ZIMBABWE – The Reserve Bank of Zimbabwe (RBZ) has released US$20 million for importation of wheat from Canada and Germany to supplement the insufficient national wheat stocks.
This was as requested by millers following poor harvest in the drought-hit southern African country.
The amount will be used to pay for 200,000 tonnes of wheat procured by the Grain Millers Association of Zimbabwe (GMAZ) from Germany and Canada last month which will come in batches until the country harvests winter wheat crop this summer, according to the Herald.
GMAZ had earlier requested US$11 million from RBZ to pay for the first batch of wheat since the suppliers had demanded a full payment of the 30 000 tonnes of wheat from Canada.
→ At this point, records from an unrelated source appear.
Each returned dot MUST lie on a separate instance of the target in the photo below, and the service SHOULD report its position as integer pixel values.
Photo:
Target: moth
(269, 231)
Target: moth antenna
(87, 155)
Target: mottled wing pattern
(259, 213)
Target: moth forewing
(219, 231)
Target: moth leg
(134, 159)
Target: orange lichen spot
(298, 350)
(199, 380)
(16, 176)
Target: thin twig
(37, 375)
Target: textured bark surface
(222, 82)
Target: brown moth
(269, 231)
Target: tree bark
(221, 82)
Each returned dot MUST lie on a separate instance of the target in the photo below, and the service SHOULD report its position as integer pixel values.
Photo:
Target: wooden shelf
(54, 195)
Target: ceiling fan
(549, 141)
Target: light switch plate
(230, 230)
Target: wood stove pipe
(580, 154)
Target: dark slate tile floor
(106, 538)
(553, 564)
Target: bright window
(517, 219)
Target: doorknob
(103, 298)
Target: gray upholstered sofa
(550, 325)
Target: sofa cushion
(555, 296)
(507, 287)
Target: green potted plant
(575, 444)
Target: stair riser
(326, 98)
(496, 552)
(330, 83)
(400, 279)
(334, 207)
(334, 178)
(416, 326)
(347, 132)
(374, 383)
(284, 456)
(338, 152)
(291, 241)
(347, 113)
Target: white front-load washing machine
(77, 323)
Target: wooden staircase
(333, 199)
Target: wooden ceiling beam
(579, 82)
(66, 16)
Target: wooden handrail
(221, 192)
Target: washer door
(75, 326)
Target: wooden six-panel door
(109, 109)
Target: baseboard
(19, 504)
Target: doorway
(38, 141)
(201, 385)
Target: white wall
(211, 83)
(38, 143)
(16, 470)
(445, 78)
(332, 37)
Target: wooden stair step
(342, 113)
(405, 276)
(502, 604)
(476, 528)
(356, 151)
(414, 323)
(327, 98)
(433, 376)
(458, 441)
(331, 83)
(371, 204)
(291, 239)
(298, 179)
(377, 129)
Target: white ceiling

“Our logistics team is now working on how to transport the 30 000 tonnes of wheat which docks this week from Beira into the country whose arrival in Harare, we are expecting starting next week and we owe this to the central bank for their swift response,” GMAZ’s media and public relations manager Garikai Chaunza said.
“This is the first batch of the wheat deal which we concluded last month in Canada and we are going to receive the same quantum every month until the winter wheat harvesting season.
“Our national wheat stocks were fast depleting and we are left with grain that would take the nation up to June 26.”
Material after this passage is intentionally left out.